SHARE Third fumigation likely killed off D.C. building’s anthrax

WASHINGTON — A third attempt at fumigating the Hart Senate Office Building with poisonous gas appears to have killed remaining anthrax spores, federal environmental officials say.

The hopeful but preliminary results of the Friday-to-Monday work still must be confirmed by laboratory results that will take several days.

"We feel very comfortable that we had a very successful fumigation," Richard Rupert, the Environmental Protection Agency's on-scene coordinator, said in an interview Tuesday.

"We feel that based on the humidity numbers, the temperature and the concentration of chlorine dioxide, we were able to effectively destroy any anthrax spores."

Technicians under the environmental agency's direction began pumping chlorine dioxide gas into the heating and ventilation system of the southeast quadrant of the building at 9 a.m.
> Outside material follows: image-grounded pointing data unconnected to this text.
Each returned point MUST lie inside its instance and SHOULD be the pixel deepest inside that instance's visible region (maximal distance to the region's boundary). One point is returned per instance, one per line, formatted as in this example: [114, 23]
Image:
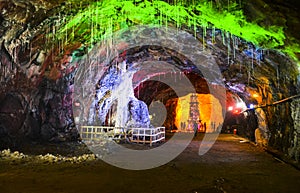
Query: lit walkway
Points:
[230, 166]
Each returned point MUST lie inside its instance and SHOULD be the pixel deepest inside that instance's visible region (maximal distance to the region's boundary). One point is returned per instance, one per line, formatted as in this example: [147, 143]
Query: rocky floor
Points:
[231, 166]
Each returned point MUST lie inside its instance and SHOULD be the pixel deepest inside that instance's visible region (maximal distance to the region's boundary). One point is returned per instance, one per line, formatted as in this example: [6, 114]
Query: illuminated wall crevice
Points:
[255, 44]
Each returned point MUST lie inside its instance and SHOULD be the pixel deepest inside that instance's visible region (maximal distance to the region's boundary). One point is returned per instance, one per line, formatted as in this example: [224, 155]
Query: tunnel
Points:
[231, 67]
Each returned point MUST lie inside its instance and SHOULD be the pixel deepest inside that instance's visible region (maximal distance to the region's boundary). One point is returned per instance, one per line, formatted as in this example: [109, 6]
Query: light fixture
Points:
[239, 105]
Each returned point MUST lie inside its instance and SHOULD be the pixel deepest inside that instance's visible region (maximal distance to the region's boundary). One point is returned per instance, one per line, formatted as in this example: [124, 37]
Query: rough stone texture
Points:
[37, 77]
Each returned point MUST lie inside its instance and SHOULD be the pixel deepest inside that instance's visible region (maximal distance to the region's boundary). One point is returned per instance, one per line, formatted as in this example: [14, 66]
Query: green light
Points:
[100, 19]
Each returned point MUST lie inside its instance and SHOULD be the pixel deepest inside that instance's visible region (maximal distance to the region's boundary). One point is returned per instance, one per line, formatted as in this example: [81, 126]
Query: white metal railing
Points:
[135, 135]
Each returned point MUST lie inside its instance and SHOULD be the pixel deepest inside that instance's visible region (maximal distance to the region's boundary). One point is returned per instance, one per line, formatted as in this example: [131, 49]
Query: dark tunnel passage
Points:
[47, 45]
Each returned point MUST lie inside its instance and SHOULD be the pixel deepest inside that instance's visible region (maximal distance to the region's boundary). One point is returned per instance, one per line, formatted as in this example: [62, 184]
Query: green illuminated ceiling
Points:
[92, 23]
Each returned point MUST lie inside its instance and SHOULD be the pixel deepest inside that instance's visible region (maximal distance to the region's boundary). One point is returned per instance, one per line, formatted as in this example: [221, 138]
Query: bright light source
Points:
[239, 105]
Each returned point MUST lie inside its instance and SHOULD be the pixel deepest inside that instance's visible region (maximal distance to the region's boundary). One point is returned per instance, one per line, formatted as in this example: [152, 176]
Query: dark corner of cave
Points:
[201, 95]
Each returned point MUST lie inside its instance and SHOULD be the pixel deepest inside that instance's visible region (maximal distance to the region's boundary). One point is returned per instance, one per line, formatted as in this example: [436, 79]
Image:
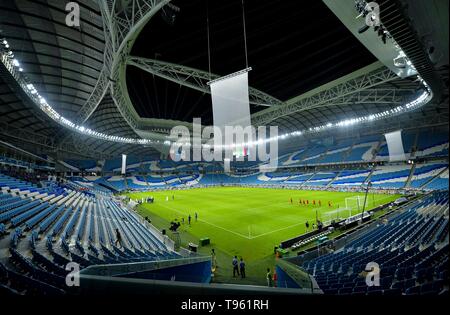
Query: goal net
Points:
[354, 204]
Friday. The process was completed at 4:30 a.m. Monday.

The quadrant had tested positive for traces of anthrax spores after the first fumigation effort, which took place on Dec. 1. A second fumigation attempt on Dec. 16 failed when workers could not create the necessary levels of humidity for the gas to work properly.
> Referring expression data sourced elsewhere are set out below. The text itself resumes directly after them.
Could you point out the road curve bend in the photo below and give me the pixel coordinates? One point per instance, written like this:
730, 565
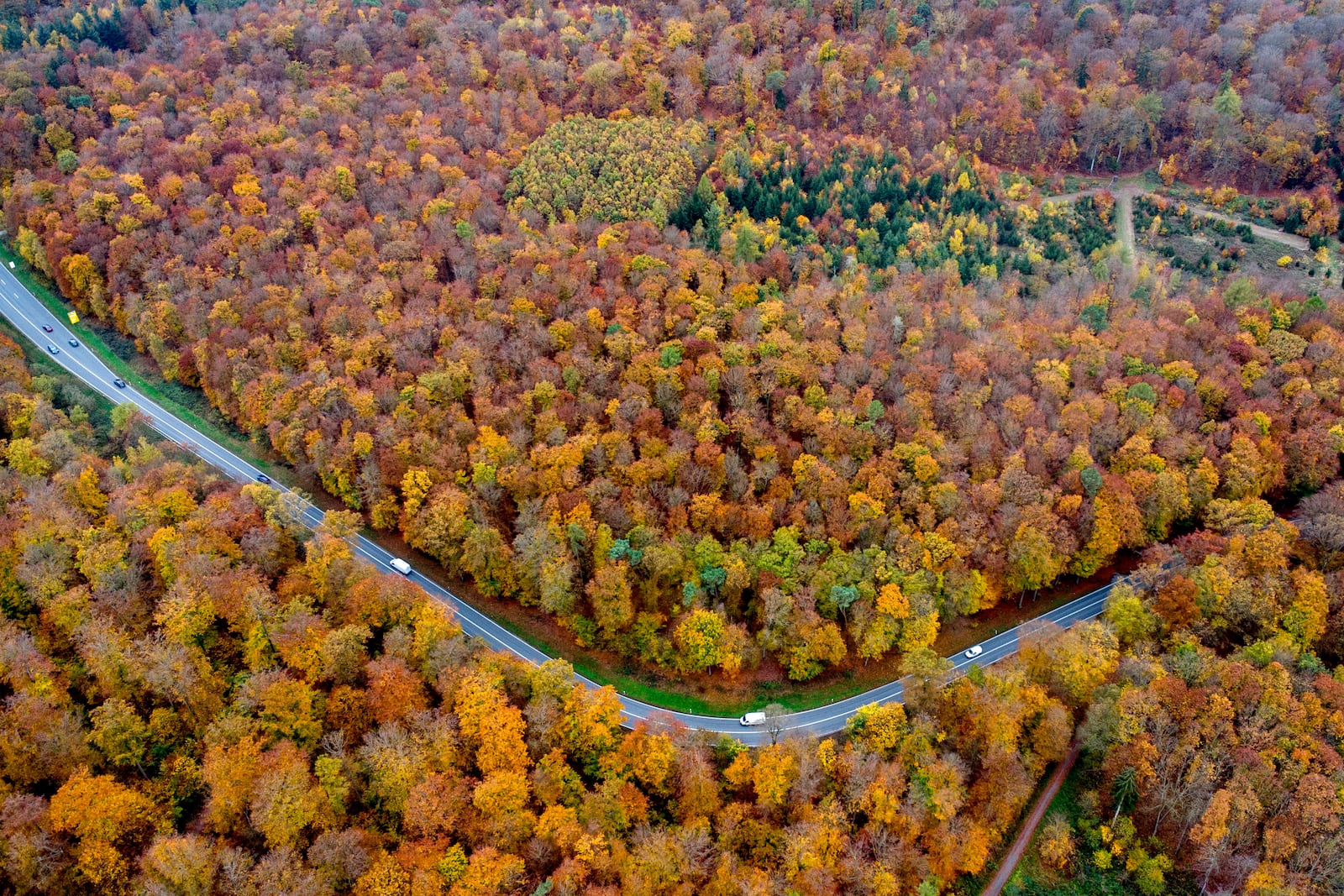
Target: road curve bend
29, 316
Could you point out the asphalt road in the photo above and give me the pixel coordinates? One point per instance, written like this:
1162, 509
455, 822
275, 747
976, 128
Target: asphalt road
29, 316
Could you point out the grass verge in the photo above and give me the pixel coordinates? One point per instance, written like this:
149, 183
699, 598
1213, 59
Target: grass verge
120, 355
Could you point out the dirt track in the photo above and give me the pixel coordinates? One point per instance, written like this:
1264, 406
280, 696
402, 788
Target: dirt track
1032, 822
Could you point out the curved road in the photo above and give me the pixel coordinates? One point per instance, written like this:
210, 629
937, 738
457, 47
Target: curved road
30, 316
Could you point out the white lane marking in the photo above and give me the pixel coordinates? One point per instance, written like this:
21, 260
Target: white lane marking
171, 426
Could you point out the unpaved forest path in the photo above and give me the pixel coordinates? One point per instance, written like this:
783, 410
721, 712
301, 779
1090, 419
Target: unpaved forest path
1263, 233
1032, 822
1126, 226
1126, 190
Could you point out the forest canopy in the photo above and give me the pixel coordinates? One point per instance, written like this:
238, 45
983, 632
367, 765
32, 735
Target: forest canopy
612, 170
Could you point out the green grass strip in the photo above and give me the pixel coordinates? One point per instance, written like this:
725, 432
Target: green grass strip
171, 396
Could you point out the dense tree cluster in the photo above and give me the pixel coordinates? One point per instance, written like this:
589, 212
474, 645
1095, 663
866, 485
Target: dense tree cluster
1214, 750
864, 385
625, 170
197, 696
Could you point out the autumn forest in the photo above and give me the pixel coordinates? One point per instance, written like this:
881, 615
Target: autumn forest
738, 342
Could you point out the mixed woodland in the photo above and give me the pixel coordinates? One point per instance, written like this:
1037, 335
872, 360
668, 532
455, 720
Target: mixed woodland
721, 333
739, 338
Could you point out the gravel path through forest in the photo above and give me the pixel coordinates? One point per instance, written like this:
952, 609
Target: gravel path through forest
1032, 822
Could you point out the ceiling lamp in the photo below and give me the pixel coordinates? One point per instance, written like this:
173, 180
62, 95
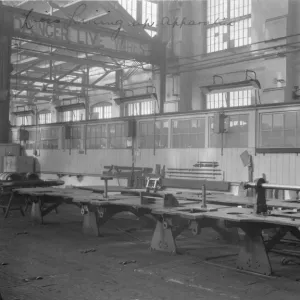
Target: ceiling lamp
238, 85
The building, where half the 100 senators have their offices, closed Oct. 17, two days after an aide to Senate Majority Leader Tom Daschle opened an anthrax-tainted letter.
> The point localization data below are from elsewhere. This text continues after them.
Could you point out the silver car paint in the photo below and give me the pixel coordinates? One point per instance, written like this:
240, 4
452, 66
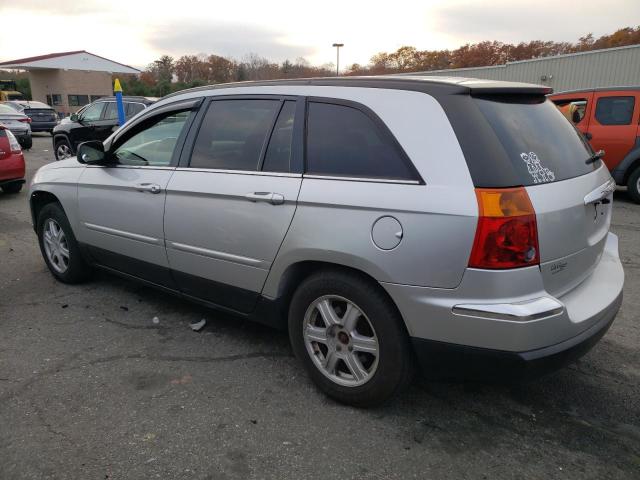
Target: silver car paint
116, 215
428, 312
426, 274
215, 230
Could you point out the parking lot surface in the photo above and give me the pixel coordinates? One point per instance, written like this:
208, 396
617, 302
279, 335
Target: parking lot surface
92, 387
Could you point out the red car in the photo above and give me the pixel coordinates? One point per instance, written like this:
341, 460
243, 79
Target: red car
11, 162
609, 118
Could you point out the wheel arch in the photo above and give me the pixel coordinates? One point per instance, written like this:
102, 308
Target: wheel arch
297, 272
37, 201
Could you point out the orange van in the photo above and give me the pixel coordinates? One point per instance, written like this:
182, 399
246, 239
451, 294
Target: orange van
609, 118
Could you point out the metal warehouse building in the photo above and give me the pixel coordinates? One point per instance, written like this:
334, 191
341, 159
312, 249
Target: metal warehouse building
598, 68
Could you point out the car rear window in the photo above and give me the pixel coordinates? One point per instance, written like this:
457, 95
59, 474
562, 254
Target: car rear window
539, 143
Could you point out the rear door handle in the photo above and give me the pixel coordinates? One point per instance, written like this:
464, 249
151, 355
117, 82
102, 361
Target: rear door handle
148, 187
269, 197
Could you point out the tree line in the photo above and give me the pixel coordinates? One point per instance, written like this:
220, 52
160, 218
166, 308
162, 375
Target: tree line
410, 59
167, 74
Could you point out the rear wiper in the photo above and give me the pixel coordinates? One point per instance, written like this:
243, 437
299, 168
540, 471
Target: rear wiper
595, 157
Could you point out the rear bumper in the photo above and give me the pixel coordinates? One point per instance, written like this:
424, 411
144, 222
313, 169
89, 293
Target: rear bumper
510, 315
43, 126
12, 169
445, 360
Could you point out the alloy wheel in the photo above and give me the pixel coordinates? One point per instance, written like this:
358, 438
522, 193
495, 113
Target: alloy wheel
55, 245
341, 340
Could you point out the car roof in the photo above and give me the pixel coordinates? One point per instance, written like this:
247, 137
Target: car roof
28, 103
598, 89
427, 84
128, 98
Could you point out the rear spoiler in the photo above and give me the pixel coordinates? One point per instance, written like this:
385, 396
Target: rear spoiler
488, 87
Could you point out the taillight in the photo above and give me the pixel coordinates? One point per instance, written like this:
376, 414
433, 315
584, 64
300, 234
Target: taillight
507, 233
13, 142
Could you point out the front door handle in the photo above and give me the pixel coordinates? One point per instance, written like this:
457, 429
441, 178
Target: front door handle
148, 187
270, 197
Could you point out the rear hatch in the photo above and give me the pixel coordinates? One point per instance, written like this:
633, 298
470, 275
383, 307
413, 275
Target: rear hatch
535, 146
41, 114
Daschle said Sunday there was a reasonable possibility the building would reopen this month.

Officials were awaiting results, possibly later this week, on two types of laboratory tests.

One analysis was under way on more than 400 Band-Aid-size strips that would provide the results of the fumigation. Separate tests were checking samples taken from swabbing and vacuuming surfaces.

The test strips contain bacteria more resistant to the gas fumigation than anthrax. If that bacteria is found dead, it will suggest any remaining anthrax is too.

The surface samples were gathered by using small vacuum cleaners that have sock-like filters that are then analyzed, as well as by swabbing surfaces with something similar to a Q-Tip. Technicians also wiped surfaces with a synthetic cloth the size of a handkerchief.

Rupert said more than 4,000 samples were taken in all — some from every room in the Hart building, which has offices surrounding a large open space in the center.

Five people have died from anthrax since early October and 18 more were infected. Thousands of others were exposed to the spores, but with a Jan. 7 deadline approaching, officials said fewer than 100 people have opted to receive an anthrax vaccine offered as an additional therapy.